1037.—“Here he (Mahmud) fell ill, and remained sick for fourteen days, and got no better. So in a fit of repentance he forswore wine, and ordered his servants to throw all his supply … into the Jailam …”—Baihaki, in Elliot, ii. 139.

c. 1204.—“… in the height of the conflict, Shams-ud-dîn, in all his panoply, rode right into the water of the river Jilam … and his warlike feats while in that water reached such a pitch that he was despatching those infidels from the height of the waters to the lowest depths of Hell …”—Tabakat, by Raverty, 604–5.

1856.—

“Hydaspes! often have thy waves run tuned
To battle music, since the soldier King,
The Macedonian, dipped his golden casque
And swam thy swollen flood, until the time
When Night the peace-maker, with pious hand,
Unclasping her dark mantle, smoothed it soft
O’er the pale faces of the brave who slept
Cold in their clay, on Chillian’s bloody field.”

The Banyan Tree.

JEMADAR, JEMAUTDAR, &c. Hind. from Ar.—P. jama’dar, jama’ meaning ‘an aggregate,’ the word indicates generally, a leader of a body of individuals. [Some of the forms are as if from Ar.—P. jama’at, ‘an assemblage.’] Technically, in the Indian army, it is the title of the second rank of native officer in a company of sepoys, the Subadar (see SOUBADAR) being the first. In this sense the word dates from the reorganisation of the army in 1768. It is also applied to certain officers of police (under the darogha), of the customs, and of other civil departments. And in larger domestic establishments there is often a jemadar, who is over the servants generally, or over the stables, camp service and orderlies. It is also an honorific title often used by the other household servants in addressing the bihishti (see BHEESTY).

1752.—“The English battalion no sooner quitted Tritchinopoly than the regent set about accomplishing his scheme of surprising the City, and … endeavoured to gain 500 of the Nabob’s best peons with firelocks. The jemautdars, or captains of these troops, received his bribes and promised to join.”—Orme, ed. 1803, i. 257.

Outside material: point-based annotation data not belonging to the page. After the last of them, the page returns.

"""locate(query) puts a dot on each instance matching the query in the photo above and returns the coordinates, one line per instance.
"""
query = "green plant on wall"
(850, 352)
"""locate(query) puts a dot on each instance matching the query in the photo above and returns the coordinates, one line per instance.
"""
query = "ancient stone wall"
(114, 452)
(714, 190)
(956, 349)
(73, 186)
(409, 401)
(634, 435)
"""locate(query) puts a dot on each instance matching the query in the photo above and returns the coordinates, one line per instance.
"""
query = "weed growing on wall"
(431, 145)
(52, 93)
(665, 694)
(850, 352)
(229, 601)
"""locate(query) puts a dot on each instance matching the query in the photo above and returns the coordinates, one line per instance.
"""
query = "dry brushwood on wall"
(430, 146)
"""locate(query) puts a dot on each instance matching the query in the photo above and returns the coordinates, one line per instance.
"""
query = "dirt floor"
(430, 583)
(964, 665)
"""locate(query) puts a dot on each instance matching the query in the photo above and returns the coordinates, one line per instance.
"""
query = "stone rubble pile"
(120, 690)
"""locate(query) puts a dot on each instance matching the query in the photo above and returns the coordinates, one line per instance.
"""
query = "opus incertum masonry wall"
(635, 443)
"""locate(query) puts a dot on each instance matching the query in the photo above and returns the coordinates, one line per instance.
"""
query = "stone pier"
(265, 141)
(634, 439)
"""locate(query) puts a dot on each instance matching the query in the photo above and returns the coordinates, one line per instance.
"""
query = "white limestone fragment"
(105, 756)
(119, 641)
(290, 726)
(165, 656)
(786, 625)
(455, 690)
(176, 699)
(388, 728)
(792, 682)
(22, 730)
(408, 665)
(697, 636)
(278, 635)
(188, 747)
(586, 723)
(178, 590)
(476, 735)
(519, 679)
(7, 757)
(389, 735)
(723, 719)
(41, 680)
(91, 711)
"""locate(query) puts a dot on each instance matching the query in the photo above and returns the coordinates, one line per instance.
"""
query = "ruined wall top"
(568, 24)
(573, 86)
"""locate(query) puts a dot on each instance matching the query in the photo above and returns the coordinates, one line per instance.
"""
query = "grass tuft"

1817.—“… Calliaud had commenced an intrigue with some of the jematdars, or captains of the enemy’s troops, when he received intelligence that the French had arrived at Trichinopoly.”—Mill, iii. 175.

1824.—“ ‘Abdullah’ was a Mussulman convert of Mr. Corrie’s, who had travelled in Persia with Sir Gore Ouseley, and accompanied him to England, from whence he was returning … when the Bishop took him into his service as a ‘jemautdar,’ or head officer of the peons.”—Editor’s note to Heber, ed. 1844, i. 65.

[1826.—“The principal officers are called Jummahdars, some of whom command five thousand horse.”—Pandurang Hari, ed. 1873, i. 56.]